三田京子「魔性の恋人形」(220円)



「沢谷村に住む人形師、秋山人兵衛の息子、面菊は、大和人形のモデルとなる娘を探すことに執心していた。
 面菊は遠くの村まで足を伸ばし、これと目を付けた娘は必ず家に連れ帰る。
 少女達は、面菊の魔性の美しさ(上右の画像を参照のこと)に魅了され、異様なほどの「女らしさ」に満ち満ちていた。
 しかし、一度、大和人形が完成すれば、娘達は、その懇願も叶わず、秋山家を立ち去らざるを得ない。
 そして、人形のモデルになった娘達は皆、その帰途、不審死を遂げるか、行方不明となる。
 大和人形が完成する度に犠牲者は増え続け、人兵衛は面菊が絡んでいると睨む。
 人兵衛は面菊にこれ以上、モデルの娘を探さないよう命ずるが、大和人形の美しさに憑りつかれた彼は聞く耳を持たない。
 一方、隣の花川村にある尼寺に、白蓮尼という若く美しい尼僧が住んでいた。
 ある夜、読経の最中に、娘達の霊が彼女の前に現れ、早く自分達を捜して、供養するよう乞う。
 白蓮尼は、娘達の霊が、隣村の人形師のモデルになった娘達であることを悟り、翌朝、面菊を探しに出かける。
 面菊が村人から乱暴されているところを白蓮尼はかばうが、彼女と面菊が見つめ合った時、二人の間に電流が走る。
 面菊は白蓮尼に大和人形のモデルになるよう乞うが、白蓮尼は尼の身であることを盾に拒否。

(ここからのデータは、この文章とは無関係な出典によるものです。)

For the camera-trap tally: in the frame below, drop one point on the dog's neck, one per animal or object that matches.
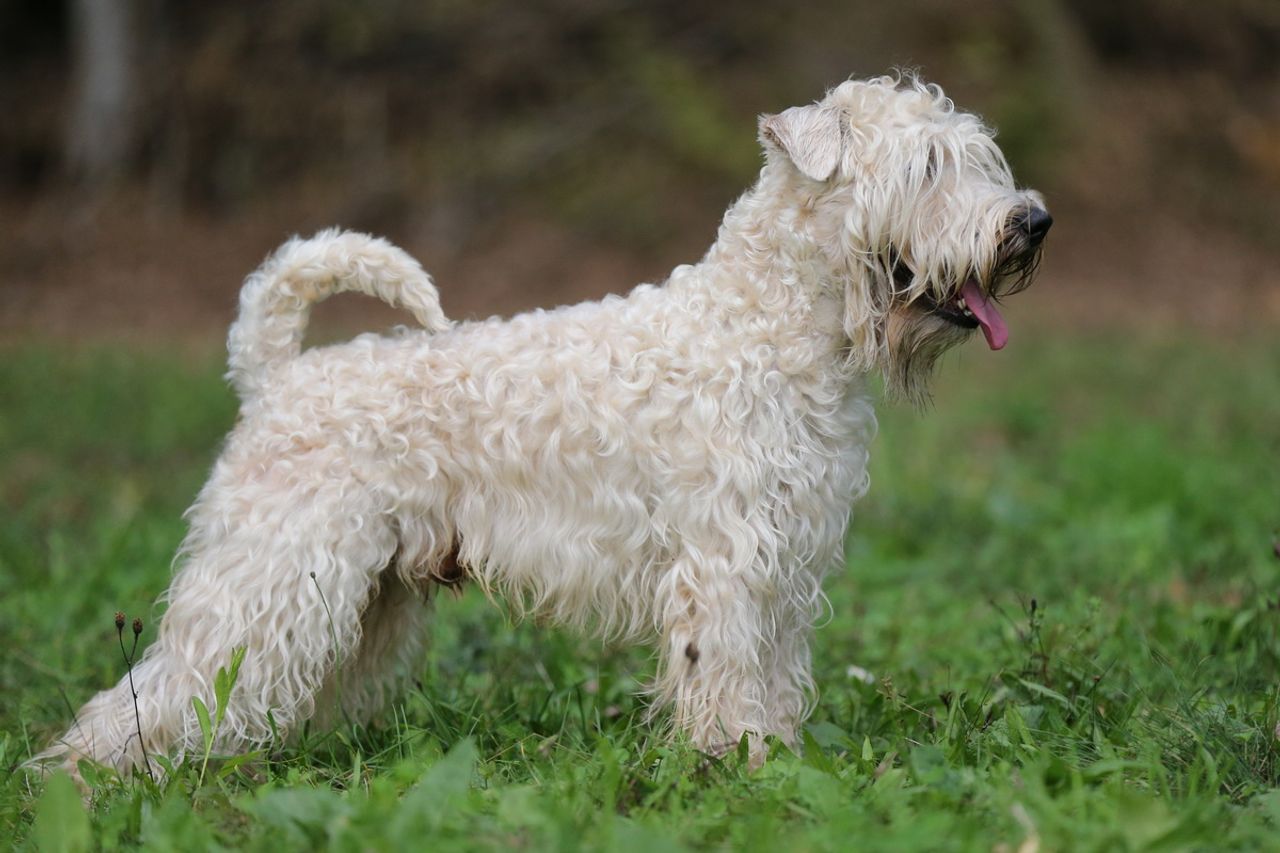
(767, 259)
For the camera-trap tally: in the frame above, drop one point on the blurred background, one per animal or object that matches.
(152, 151)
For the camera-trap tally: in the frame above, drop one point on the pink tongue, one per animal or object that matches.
(992, 324)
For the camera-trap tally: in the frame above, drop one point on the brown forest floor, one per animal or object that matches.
(124, 274)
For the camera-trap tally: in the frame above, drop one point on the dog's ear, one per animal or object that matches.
(813, 137)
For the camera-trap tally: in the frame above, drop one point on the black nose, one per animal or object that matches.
(1036, 223)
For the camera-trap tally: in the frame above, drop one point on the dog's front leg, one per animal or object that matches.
(716, 667)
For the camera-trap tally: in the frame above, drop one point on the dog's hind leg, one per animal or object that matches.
(279, 566)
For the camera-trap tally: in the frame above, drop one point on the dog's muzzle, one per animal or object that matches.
(1034, 223)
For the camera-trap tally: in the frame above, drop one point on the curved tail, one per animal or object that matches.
(277, 299)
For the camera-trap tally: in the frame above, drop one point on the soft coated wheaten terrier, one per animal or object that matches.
(677, 464)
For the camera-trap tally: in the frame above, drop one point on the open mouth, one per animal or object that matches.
(970, 309)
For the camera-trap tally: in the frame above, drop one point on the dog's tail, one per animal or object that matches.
(277, 299)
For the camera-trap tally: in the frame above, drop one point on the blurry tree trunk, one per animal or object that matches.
(100, 127)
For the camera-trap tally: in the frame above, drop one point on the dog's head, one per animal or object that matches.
(913, 208)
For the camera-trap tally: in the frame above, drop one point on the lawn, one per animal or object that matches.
(1057, 630)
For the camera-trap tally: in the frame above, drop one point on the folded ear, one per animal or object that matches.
(813, 137)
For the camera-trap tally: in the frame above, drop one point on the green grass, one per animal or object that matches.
(1063, 580)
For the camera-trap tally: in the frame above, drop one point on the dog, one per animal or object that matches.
(675, 466)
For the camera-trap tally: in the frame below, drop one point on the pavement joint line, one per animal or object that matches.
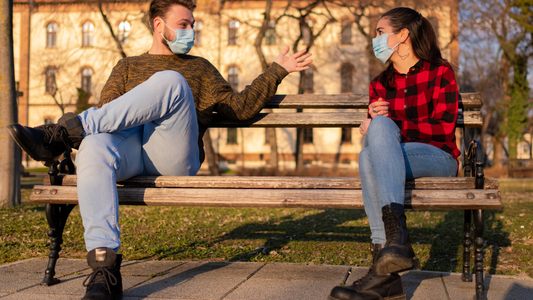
(242, 282)
(17, 262)
(445, 288)
(182, 263)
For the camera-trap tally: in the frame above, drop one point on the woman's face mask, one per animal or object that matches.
(382, 51)
(183, 41)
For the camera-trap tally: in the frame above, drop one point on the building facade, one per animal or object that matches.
(64, 52)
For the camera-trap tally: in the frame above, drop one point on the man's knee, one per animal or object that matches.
(94, 149)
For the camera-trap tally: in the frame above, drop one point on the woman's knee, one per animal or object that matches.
(382, 129)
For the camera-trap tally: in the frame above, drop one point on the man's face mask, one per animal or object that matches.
(183, 41)
(382, 51)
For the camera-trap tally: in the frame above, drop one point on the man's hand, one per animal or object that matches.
(364, 127)
(295, 62)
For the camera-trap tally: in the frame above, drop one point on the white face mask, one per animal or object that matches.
(183, 41)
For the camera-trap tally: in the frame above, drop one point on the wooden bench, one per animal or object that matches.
(520, 168)
(472, 193)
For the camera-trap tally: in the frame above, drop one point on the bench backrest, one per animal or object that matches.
(343, 110)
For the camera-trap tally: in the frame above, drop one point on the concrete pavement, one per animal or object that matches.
(240, 280)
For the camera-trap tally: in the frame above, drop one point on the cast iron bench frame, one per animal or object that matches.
(472, 193)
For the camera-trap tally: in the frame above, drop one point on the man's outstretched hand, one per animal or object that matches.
(295, 62)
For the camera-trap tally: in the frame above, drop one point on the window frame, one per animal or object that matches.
(51, 34)
(86, 80)
(233, 31)
(87, 34)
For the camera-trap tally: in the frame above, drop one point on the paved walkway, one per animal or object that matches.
(240, 280)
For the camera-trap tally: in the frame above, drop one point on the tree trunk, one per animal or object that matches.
(210, 154)
(9, 152)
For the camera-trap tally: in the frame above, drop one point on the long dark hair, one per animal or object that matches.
(423, 39)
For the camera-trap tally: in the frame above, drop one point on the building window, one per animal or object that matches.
(306, 31)
(86, 75)
(233, 78)
(267, 139)
(87, 34)
(231, 139)
(346, 135)
(270, 33)
(198, 26)
(308, 135)
(347, 78)
(51, 35)
(50, 85)
(308, 84)
(233, 27)
(435, 24)
(123, 36)
(346, 32)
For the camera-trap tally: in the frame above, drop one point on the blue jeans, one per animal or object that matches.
(385, 164)
(150, 130)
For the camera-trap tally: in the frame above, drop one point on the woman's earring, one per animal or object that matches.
(403, 57)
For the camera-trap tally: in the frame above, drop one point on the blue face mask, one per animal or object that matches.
(183, 41)
(382, 51)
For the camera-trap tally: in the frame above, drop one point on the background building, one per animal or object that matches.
(65, 50)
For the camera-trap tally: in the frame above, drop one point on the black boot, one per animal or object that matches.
(47, 142)
(398, 254)
(105, 282)
(372, 286)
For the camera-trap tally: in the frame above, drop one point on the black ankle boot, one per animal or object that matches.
(47, 142)
(105, 282)
(372, 286)
(398, 254)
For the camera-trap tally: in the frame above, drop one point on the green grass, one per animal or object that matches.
(283, 235)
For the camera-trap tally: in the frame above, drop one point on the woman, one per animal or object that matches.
(410, 133)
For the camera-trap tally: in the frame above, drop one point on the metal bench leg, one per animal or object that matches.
(56, 215)
(479, 224)
(467, 277)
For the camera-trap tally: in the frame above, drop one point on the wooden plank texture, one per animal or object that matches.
(285, 182)
(344, 101)
(289, 198)
(316, 120)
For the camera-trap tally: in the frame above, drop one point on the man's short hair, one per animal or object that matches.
(159, 8)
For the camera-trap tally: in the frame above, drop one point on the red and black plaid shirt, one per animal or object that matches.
(424, 104)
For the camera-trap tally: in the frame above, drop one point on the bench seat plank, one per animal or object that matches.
(316, 120)
(288, 198)
(285, 182)
(344, 101)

 面菊は、白蓮尼に自分が手彫りした人形を渡して、その場を立ち去る。
 以来、白蓮尼の胸を、面菊への思慕が焦がすようになり、許されない恋であるが故に、苦悩する。
 また、面菊は白蓮尼をどうにかモデルにしようと何度も彼女と逢瀬を重ねるうちに、彼女に対して不思議な感情が芽生えていく。
 こうして二人は密会を重ねていくが、ある日の密会からの帰り道、白蓮尼は、彼女に惚れている船頭の男に秘密を握られてしまう。

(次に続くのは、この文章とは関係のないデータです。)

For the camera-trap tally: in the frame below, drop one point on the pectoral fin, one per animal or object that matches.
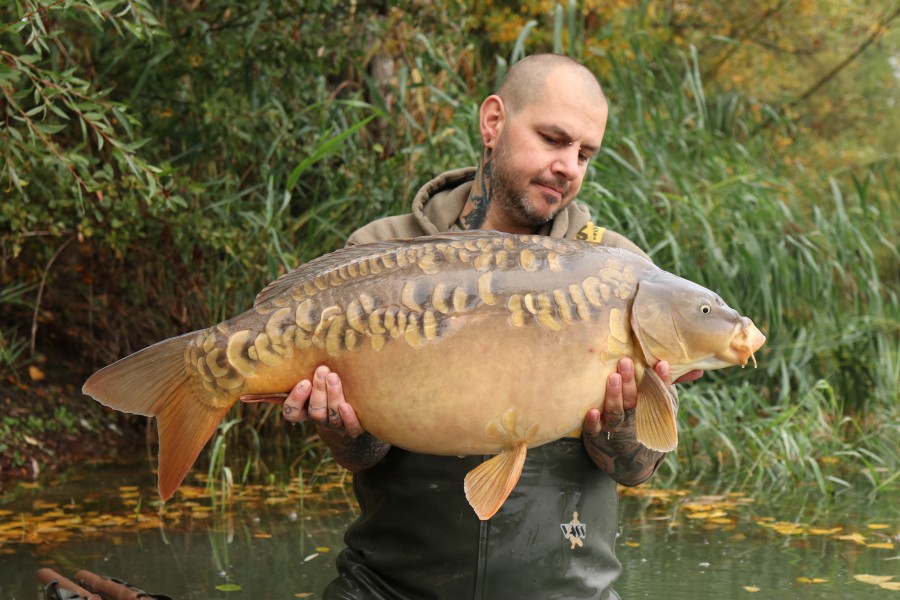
(489, 484)
(654, 416)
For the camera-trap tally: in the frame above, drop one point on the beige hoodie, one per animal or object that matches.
(437, 206)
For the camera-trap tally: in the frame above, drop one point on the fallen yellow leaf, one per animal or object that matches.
(873, 579)
(35, 373)
(831, 531)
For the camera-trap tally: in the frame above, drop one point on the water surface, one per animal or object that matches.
(280, 541)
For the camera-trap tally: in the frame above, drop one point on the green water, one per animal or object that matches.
(673, 544)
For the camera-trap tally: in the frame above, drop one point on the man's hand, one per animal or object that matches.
(322, 402)
(610, 437)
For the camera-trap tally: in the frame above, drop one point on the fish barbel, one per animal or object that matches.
(453, 344)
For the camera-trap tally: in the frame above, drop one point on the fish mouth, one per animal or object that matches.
(746, 343)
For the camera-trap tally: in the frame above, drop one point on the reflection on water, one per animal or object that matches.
(281, 541)
(683, 545)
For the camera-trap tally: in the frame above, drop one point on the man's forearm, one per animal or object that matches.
(618, 453)
(354, 454)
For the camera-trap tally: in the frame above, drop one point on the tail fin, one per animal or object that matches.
(153, 382)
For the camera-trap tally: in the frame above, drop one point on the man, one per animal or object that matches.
(417, 537)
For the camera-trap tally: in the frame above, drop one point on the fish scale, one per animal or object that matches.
(455, 344)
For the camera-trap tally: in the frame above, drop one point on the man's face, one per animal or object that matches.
(541, 154)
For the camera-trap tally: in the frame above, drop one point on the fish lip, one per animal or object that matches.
(745, 343)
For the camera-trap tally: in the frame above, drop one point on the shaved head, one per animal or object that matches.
(525, 82)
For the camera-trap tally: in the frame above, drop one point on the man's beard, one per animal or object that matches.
(512, 199)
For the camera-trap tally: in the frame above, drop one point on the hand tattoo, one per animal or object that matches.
(480, 198)
(617, 452)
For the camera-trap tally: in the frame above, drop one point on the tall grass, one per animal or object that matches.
(810, 256)
(690, 176)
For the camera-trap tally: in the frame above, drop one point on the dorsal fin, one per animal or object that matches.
(342, 256)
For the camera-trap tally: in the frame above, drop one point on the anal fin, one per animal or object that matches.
(489, 484)
(654, 415)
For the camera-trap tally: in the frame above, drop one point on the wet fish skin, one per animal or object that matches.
(476, 343)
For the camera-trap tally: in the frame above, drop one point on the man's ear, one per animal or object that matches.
(491, 118)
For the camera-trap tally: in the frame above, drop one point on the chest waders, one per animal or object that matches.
(418, 538)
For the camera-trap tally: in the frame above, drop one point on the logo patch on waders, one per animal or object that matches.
(575, 531)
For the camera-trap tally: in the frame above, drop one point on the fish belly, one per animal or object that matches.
(480, 389)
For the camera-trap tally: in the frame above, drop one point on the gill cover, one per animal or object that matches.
(685, 324)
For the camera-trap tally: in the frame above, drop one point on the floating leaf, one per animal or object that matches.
(856, 538)
(35, 373)
(831, 531)
(873, 579)
(882, 545)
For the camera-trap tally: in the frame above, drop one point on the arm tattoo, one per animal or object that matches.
(354, 454)
(480, 197)
(618, 453)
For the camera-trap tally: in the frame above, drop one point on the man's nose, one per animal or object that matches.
(566, 163)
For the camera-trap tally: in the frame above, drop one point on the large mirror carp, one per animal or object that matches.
(454, 344)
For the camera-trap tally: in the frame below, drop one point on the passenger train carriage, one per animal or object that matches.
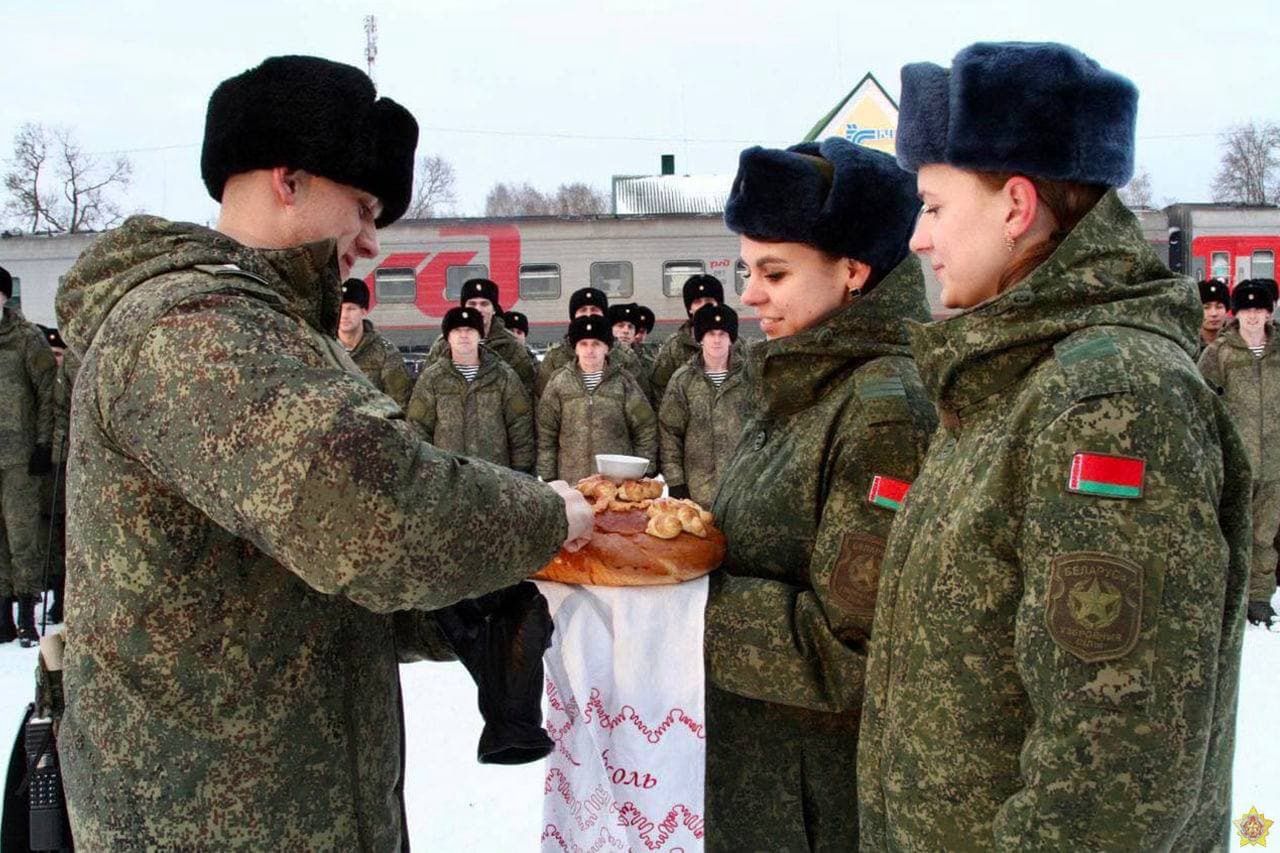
(539, 261)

 言い寄る男と船上でもみ合ううちに、白蓮尼は船から転落、命は助かったものの、尼寺では謹慎の身の上となる。
 だが、面菊を慕う白蓮尼の魂は就寝中に身体から脱け出し、秋山家の大和人形に憑りつき、面菊と面会する。
 こうして、夜毎、面菊と会う白蓮尼であったが、モデルとなった娘達の霊は彼女の裏切りに嫉妬を憎悪を燃やすのであった…」

 「大和人形」に「尼僧」といったアイテムが出てきまして、故・三田京子先生の旦那さん、松下哲也先生の「怪談人形師」「怪談尼僧ざんげ」との共通項を感じます。

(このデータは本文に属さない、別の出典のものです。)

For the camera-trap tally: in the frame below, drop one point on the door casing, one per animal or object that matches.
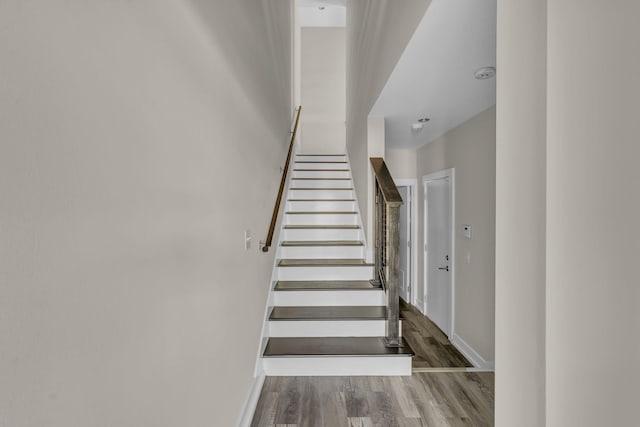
(450, 174)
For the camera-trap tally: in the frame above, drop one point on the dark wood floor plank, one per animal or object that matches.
(432, 347)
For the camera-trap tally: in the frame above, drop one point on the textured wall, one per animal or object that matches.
(137, 141)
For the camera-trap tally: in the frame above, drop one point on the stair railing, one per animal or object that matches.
(283, 181)
(387, 246)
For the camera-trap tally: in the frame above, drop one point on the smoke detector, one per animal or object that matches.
(485, 73)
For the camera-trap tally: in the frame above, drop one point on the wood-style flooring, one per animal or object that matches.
(435, 399)
(431, 346)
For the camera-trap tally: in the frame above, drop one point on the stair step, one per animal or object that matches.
(322, 263)
(321, 161)
(321, 179)
(334, 346)
(325, 285)
(329, 313)
(319, 170)
(331, 205)
(322, 243)
(321, 193)
(321, 182)
(321, 213)
(342, 174)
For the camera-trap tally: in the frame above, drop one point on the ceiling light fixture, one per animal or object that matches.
(485, 73)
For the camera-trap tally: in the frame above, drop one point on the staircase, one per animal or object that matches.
(327, 318)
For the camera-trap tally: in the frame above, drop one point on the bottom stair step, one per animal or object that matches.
(334, 346)
(336, 356)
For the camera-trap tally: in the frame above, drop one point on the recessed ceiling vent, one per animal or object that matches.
(485, 73)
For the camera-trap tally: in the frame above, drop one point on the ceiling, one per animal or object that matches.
(434, 77)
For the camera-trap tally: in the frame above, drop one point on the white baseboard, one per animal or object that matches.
(472, 355)
(252, 401)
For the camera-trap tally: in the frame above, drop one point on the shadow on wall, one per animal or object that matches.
(230, 26)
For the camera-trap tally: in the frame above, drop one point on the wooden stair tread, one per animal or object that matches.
(313, 262)
(321, 189)
(321, 200)
(321, 170)
(319, 155)
(332, 312)
(320, 161)
(325, 285)
(322, 179)
(322, 227)
(334, 346)
(322, 243)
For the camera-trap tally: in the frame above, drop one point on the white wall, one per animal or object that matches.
(520, 213)
(470, 149)
(323, 80)
(138, 141)
(377, 33)
(401, 162)
(567, 298)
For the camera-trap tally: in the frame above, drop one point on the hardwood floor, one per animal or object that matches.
(435, 399)
(431, 346)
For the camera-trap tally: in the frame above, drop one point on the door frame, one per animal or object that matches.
(412, 183)
(451, 174)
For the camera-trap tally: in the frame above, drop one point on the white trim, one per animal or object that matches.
(451, 174)
(322, 366)
(412, 183)
(252, 402)
(471, 354)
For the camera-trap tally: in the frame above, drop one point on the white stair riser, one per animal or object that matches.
(326, 252)
(321, 174)
(327, 328)
(321, 166)
(325, 158)
(325, 273)
(322, 219)
(337, 366)
(329, 298)
(322, 234)
(323, 206)
(321, 183)
(320, 194)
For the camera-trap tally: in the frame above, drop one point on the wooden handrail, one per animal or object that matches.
(387, 247)
(385, 181)
(283, 181)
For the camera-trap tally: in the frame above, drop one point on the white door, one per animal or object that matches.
(405, 243)
(438, 252)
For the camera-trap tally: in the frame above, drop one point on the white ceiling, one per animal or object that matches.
(435, 76)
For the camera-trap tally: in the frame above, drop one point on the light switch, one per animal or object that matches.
(247, 240)
(466, 231)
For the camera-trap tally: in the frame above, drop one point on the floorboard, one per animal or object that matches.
(431, 346)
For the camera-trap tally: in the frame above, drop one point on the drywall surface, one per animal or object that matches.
(377, 33)
(520, 213)
(138, 140)
(593, 206)
(401, 162)
(323, 80)
(470, 149)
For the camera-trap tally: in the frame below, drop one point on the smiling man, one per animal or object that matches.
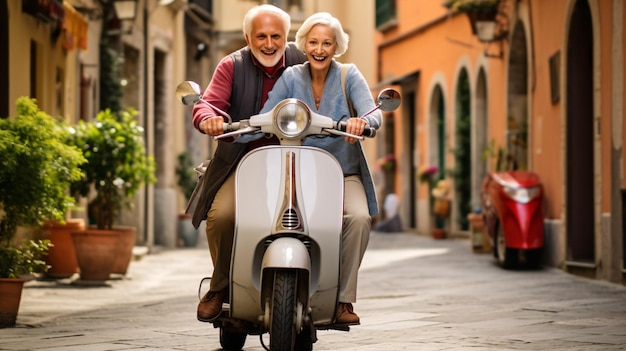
(240, 85)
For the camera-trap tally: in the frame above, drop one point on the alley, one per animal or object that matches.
(415, 293)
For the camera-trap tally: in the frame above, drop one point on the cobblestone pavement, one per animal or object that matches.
(415, 293)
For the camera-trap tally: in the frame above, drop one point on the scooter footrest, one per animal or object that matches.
(340, 327)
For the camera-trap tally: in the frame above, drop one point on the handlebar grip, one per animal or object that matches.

 この作品には「怪談尼僧ざんげ」と同じく、「仏に仕える身でありながら、男に惚れて、懊悩する尼僧」が出てきて、ちょっぴり「生臭」モード。
 こんなドロっとしたストーリーでも、三田京子先生は「純愛」で強引にまとめ上げ、後書きでは、思春期のティーンの妄想のようなことを恥ずかしげもなく書いてます。
 いやはや、この「ピュア」もしくは「一途」(裏を返せば「頑固」かつ「偏執」)なところが三田京子先生の最大の魅力の一つだと私は考えておりますが、皆様はどうお考えでしょうか?
 ちなみに、大和人形のモデルとなった娘達が何故、不審死や失踪したかという件について明確な説明は作中にはありませんでした。
 恐らくは、大和人形に自身の魂と封印されたといった理由でしょうが、そのあたりの説明が片手落ちなのが、惜しいです。

・備考
 ビニールカバー貼り付け。糸綴じあり。袖をセロテープで留めてあり、そのシミが遊び紙に滲み、本文にも痕あり。本文、ところどころ、シミあり。後ろの遊び紙に貸出票の貼り付けあり。